El Profesor, a pesar de su aspecto despistado,  no era un sabio que viviera en la abstracción. Que no estaba acarajotado, quiero decir. Así que percibía los pequeños  detalles de María y su afán por hacerle la vida amable, el cariño desinteresado con que la mujer  cuidaba todos los detalles para que el Profesor fuera feliz. Y, a partir de ahí, empezó a refinársele el alma y a apreciar esa cosa tan rara que llaman amor, o cariño, o lo que sea. Y, con toda naturalidad, le surgió el deseo de devolver ese afecto que recibía, para obtener, simplemente, la satisfacción de dar algo humano. Incluso llegó a pensar que, en toda su vida, había dado muchos consejos, muchas orientaciones; incluso había “ regalado “ ideas a otros sabios, ideas con la que esos sabios habían construido luego teorías brillantes que lo habían hecho famosos en el ámbito jurídico. Pero, en realidad, detalles de afecto, de auténtico afecto, reconocía con pesar que   no había tenido con nadie. Bien es verdad, que tampoco los había recibido.

 

IV.- Miró a María mientras planchaba. Le encantaba su perfil: la nariz, rectilínea, le daba al rostro un aire de distinción, de elegancia natural.

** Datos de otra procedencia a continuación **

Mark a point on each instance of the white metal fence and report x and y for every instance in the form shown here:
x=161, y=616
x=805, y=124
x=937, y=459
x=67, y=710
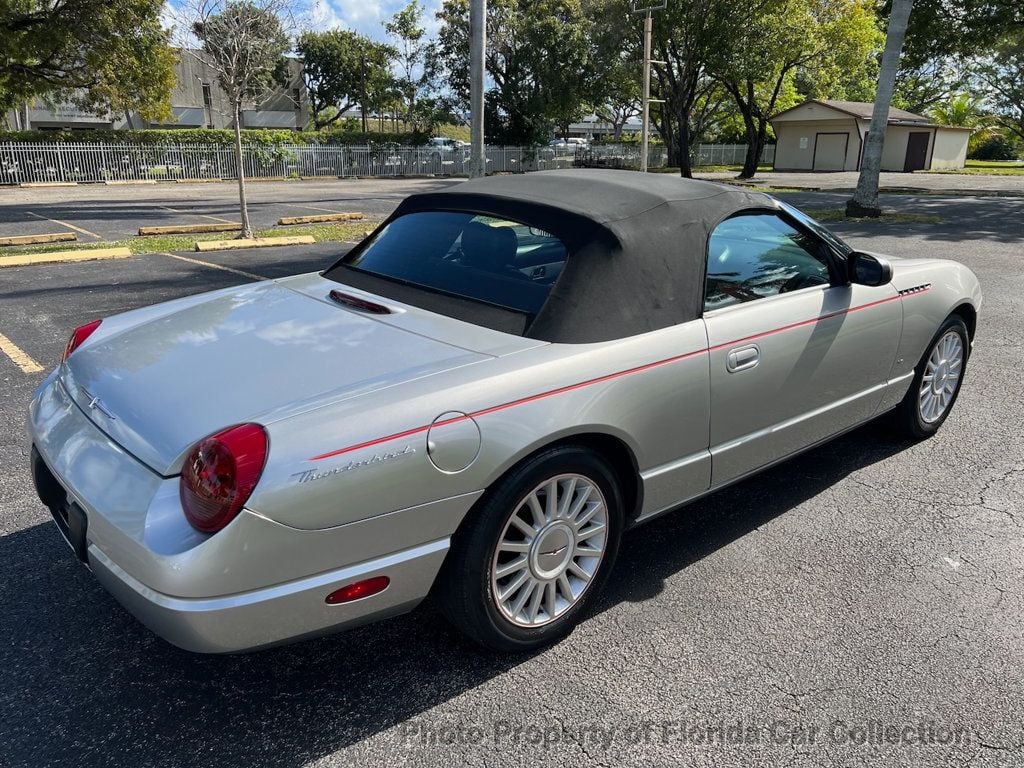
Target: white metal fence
x=55, y=162
x=628, y=155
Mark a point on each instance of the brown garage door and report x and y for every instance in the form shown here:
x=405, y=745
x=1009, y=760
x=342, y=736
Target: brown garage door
x=916, y=152
x=829, y=151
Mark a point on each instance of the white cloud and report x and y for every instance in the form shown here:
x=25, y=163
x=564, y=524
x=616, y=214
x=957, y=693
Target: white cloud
x=368, y=16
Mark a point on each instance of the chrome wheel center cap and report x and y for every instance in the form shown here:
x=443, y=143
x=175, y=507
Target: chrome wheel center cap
x=552, y=551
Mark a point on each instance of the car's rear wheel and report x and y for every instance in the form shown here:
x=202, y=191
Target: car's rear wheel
x=937, y=381
x=536, y=551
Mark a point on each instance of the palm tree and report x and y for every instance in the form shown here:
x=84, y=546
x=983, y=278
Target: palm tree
x=865, y=199
x=962, y=110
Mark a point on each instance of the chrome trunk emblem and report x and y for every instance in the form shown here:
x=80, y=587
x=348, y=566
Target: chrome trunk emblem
x=97, y=404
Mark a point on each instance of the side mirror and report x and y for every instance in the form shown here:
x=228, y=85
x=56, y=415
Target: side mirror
x=866, y=269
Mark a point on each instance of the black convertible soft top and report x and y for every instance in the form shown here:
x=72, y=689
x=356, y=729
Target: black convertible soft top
x=637, y=246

Tras ella estaba la biblioteca, en cuyos  anaqueles había libros, muchos libros, gran parte de ellos escritos por él mismo.

La imagen de María, en su poquedad, afanada en  su humilde quehacer, confrontada con tanto libro y tanta sabiduría, le produjo una conmoción intensa, como si de pronto se le hubieran sacudido  las ideas y se hubiera hecho la luz. Pensó que cambiaría toda su obra por una caricia de María. O por una sonrisa, sin importarle que la cultura de María fuera limitada  porque, aun siendo así, María le daba un amor que él debía retornarle, que él quería retornarle…

Y entonces, sólo entonces, se dio cuenta de que su vida había sido un autentico fracaso. Pero, como era esclarecido, supo también  que nada podía cambiar ya. Era muy tarde: él rozaba los setenta. María los cincuenta. Había demasiadas diferencias entre ellos. Y, además:  ¡A donde iba a ir ella con tal vejestorio, maniático y aburrido!

Siguió contemplándola. Ella, abstraída, seguía con su trabajo.

Se dijo :

– No es razonable que intente una relación con María. No es razonable…

Pero, al momento, una luz  sacudió su inteligencia y musitó:

– ¿ Y por qué el amor debe ser razonable ?

Y un sentimiento verde y esperanzado le hizo temblar.